Cgil e Uil: "Morti sul lavoro, i numeri che abbiamo in Italia non sono più tollerabili", oltre duecento trentini in piazza a Roma
Al centro della mobilitazione anche la tutela dei salari e il diritto alla salute. I sindacati: "Un’altra tappa del percorso avviato per mettere al centro dell’azione di governo i bisogni reali del Paese, contro una narrazione che dipinge un’Italia dove tutto va bene"

ROMA. Sono oltre duecento le lavoratrici e i lavoratori, ma anche pensionate e pensionati trentini, che hanno partecipato oggi, 20 aprile, alla manifestazione nazionale organizzata a Roma da Cgil e Uil per riaffermare il diritto alla sicurezza sui luoghi di lavoro e per la difesa della salute pubblica e dell’accesso alle cure di tutti i cittadini, ma anche per la tutela dei salari e per una giusta riforma fiscale.
"Quella di oggi è un’altra tappa del percorso di mobilitazione avviato per provare a mettere al centro dell’azione di governo i bisogni reali del Paese, contro una narrazione che dipinge un’Italia dove tutto va bene – spiegano i sindacati – e tra i motivi della protesta prima di tutto c'è il diritto alla salute che deve passare da un servizio sanitario pubblico e universale: per costruirlo davvero servono risorse economiche, umane e organizzative e un piano pluriennale di assunzioni non è più rimandabile".

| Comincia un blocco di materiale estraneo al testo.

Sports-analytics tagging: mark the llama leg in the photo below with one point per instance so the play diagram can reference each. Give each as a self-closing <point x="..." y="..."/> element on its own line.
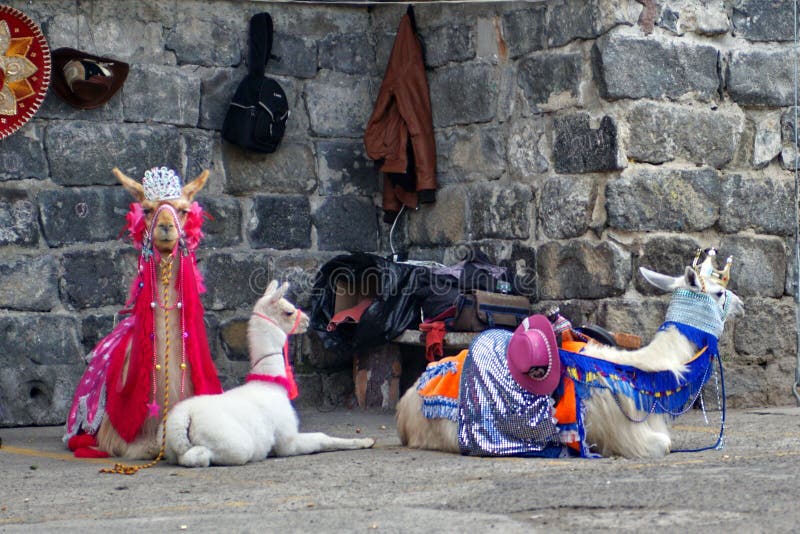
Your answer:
<point x="612" y="433"/>
<point x="197" y="456"/>
<point x="311" y="442"/>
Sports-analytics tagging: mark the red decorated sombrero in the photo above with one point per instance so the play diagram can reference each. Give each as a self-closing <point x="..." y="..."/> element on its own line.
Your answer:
<point x="24" y="69"/>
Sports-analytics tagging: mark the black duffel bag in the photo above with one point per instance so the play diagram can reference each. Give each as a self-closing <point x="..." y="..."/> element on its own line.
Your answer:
<point x="256" y="117"/>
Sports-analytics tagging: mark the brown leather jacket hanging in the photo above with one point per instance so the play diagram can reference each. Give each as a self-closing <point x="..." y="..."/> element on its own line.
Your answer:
<point x="400" y="130"/>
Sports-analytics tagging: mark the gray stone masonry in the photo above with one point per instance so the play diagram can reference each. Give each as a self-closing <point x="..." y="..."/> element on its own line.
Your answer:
<point x="572" y="145"/>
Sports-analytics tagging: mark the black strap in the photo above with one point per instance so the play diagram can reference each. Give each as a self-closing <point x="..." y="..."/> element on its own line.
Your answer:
<point x="260" y="43"/>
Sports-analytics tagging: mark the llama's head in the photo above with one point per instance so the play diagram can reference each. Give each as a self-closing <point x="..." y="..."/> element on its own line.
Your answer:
<point x="164" y="217"/>
<point x="273" y="306"/>
<point x="730" y="305"/>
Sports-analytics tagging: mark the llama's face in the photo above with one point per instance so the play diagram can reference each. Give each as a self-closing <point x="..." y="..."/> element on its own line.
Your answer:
<point x="730" y="304"/>
<point x="166" y="230"/>
<point x="289" y="318"/>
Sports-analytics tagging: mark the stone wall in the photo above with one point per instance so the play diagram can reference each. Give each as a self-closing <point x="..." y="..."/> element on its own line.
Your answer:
<point x="575" y="142"/>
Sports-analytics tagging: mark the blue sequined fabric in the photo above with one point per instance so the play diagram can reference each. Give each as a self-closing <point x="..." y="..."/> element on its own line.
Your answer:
<point x="697" y="310"/>
<point x="496" y="416"/>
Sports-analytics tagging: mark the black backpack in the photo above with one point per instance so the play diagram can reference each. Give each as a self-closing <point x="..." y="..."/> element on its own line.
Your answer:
<point x="256" y="117"/>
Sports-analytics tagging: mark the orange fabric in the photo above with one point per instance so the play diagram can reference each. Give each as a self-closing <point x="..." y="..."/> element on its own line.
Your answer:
<point x="566" y="412"/>
<point x="572" y="346"/>
<point x="565" y="407"/>
<point x="446" y="385"/>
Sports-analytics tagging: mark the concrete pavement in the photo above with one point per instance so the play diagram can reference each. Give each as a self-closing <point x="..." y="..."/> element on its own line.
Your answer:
<point x="752" y="485"/>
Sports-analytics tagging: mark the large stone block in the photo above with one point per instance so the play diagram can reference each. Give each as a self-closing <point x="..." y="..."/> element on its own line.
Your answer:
<point x="203" y="151"/>
<point x="19" y="218"/>
<point x="469" y="154"/>
<point x="451" y="100"/>
<point x="524" y="30"/>
<point x="759" y="265"/>
<point x="290" y="169"/>
<point x="37" y="395"/>
<point x="566" y="206"/>
<point x="347" y="223"/>
<point x="94" y="278"/>
<point x="28" y="283"/>
<point x="762" y="335"/>
<point x="582" y="269"/>
<point x="660" y="133"/>
<point x="82" y="214"/>
<point x="756" y="20"/>
<point x="298" y="56"/>
<point x="551" y="81"/>
<point x="670" y="199"/>
<point x="500" y="211"/>
<point x="34" y="339"/>
<point x="629" y="66"/>
<point x="345" y="169"/>
<point x="235" y="280"/>
<point x="22" y="154"/>
<point x="640" y="317"/>
<point x="233" y="336"/>
<point x="702" y="18"/>
<point x="209" y="37"/>
<point x="445" y="44"/>
<point x="522" y="263"/>
<point x="526" y="148"/>
<point x="41" y="366"/>
<point x="761" y="77"/>
<point x="761" y="203"/>
<point x="316" y="23"/>
<point x="130" y="31"/>
<point x="280" y="222"/>
<point x="442" y="223"/>
<point x="162" y="93"/>
<point x="577" y="147"/>
<point x="351" y="54"/>
<point x="217" y="87"/>
<point x="766" y="141"/>
<point x="133" y="148"/>
<point x="573" y="19"/>
<point x="668" y="255"/>
<point x="94" y="327"/>
<point x="339" y="105"/>
<point x="300" y="269"/>
<point x="789" y="139"/>
<point x="224" y="229"/>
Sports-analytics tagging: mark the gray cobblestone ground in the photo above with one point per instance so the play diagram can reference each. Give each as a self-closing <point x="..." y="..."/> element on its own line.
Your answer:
<point x="750" y="485"/>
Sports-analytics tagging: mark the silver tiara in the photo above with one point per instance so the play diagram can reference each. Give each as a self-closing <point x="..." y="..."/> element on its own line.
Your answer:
<point x="161" y="183"/>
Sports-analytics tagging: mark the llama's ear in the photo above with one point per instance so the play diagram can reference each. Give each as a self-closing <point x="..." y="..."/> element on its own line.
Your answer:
<point x="271" y="288"/>
<point x="131" y="186"/>
<point x="662" y="281"/>
<point x="691" y="279"/>
<point x="194" y="187"/>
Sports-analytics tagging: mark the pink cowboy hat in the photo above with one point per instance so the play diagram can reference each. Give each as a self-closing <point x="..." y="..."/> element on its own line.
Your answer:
<point x="532" y="356"/>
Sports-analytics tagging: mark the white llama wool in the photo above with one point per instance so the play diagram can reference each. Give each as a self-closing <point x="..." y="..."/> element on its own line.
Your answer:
<point x="255" y="420"/>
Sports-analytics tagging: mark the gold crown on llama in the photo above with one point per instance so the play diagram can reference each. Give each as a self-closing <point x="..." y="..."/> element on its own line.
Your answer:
<point x="708" y="270"/>
<point x="161" y="183"/>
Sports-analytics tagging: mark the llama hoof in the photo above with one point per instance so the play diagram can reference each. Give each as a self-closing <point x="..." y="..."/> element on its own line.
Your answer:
<point x="196" y="457"/>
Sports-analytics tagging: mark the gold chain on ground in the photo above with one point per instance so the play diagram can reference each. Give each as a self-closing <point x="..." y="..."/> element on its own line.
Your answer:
<point x="122" y="469"/>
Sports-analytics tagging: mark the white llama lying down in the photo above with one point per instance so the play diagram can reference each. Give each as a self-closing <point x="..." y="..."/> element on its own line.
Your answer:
<point x="255" y="420"/>
<point x="609" y="430"/>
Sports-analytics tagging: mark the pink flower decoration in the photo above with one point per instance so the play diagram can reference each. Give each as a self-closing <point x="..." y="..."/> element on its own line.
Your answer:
<point x="135" y="225"/>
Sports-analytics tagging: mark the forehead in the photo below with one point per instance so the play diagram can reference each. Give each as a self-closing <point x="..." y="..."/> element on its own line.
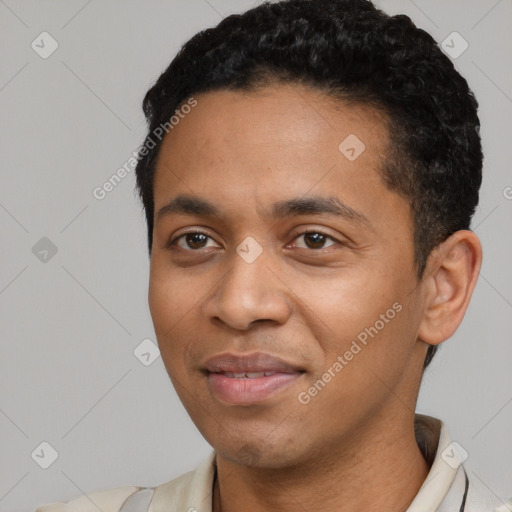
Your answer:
<point x="280" y="141"/>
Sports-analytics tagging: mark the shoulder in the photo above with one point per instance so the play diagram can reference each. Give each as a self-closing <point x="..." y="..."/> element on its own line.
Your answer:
<point x="110" y="500"/>
<point x="188" y="491"/>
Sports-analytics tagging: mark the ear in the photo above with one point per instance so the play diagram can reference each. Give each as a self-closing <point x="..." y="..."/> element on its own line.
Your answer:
<point x="450" y="278"/>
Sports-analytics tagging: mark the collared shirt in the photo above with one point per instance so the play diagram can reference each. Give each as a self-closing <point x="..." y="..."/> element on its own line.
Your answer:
<point x="447" y="487"/>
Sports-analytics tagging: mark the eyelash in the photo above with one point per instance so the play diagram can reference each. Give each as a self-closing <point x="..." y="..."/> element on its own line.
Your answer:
<point x="315" y="231"/>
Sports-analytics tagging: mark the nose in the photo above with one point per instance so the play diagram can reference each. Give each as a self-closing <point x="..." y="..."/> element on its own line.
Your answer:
<point x="249" y="293"/>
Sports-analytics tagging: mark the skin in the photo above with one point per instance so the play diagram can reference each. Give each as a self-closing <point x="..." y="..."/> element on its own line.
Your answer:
<point x="352" y="447"/>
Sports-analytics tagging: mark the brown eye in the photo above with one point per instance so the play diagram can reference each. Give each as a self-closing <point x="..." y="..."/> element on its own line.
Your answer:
<point x="192" y="241"/>
<point x="315" y="239"/>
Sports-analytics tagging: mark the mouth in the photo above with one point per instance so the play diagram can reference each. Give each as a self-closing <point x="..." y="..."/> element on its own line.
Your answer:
<point x="247" y="379"/>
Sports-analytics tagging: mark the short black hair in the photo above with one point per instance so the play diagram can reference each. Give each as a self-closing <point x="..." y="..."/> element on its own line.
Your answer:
<point x="352" y="51"/>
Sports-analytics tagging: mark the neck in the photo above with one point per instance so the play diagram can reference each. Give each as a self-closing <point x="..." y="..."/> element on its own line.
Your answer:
<point x="379" y="469"/>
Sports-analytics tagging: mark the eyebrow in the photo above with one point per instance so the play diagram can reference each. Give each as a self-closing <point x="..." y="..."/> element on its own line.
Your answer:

Ad animare la protesta di Ggil e Uil è anche il tema delle morti sul lavoro perchè, come viene spiegato dalle sigle, "i numeri che abbiamo oggi in Italia non sono più tollerabili e ciò è stato reso evidente dalla tragedia di Suviana, ma anche da tutti i lavoratori deceduti prima e dopo".
"Oggi la protesta è anche contro la riforma fiscale disegnata dal Governo che invece di combattere l’evasione fiscale e contributiva introduce nuove sanatorie, condoni e concordati – concludono Cgil e Uil – e inoltre non tassa gli extraprofitti, favorisce le rendite finanziare e immobiliari, il lavoro autonomo benestante e le grandi ricchezze: è tutto l’opposto di quanto andrebbe fatto".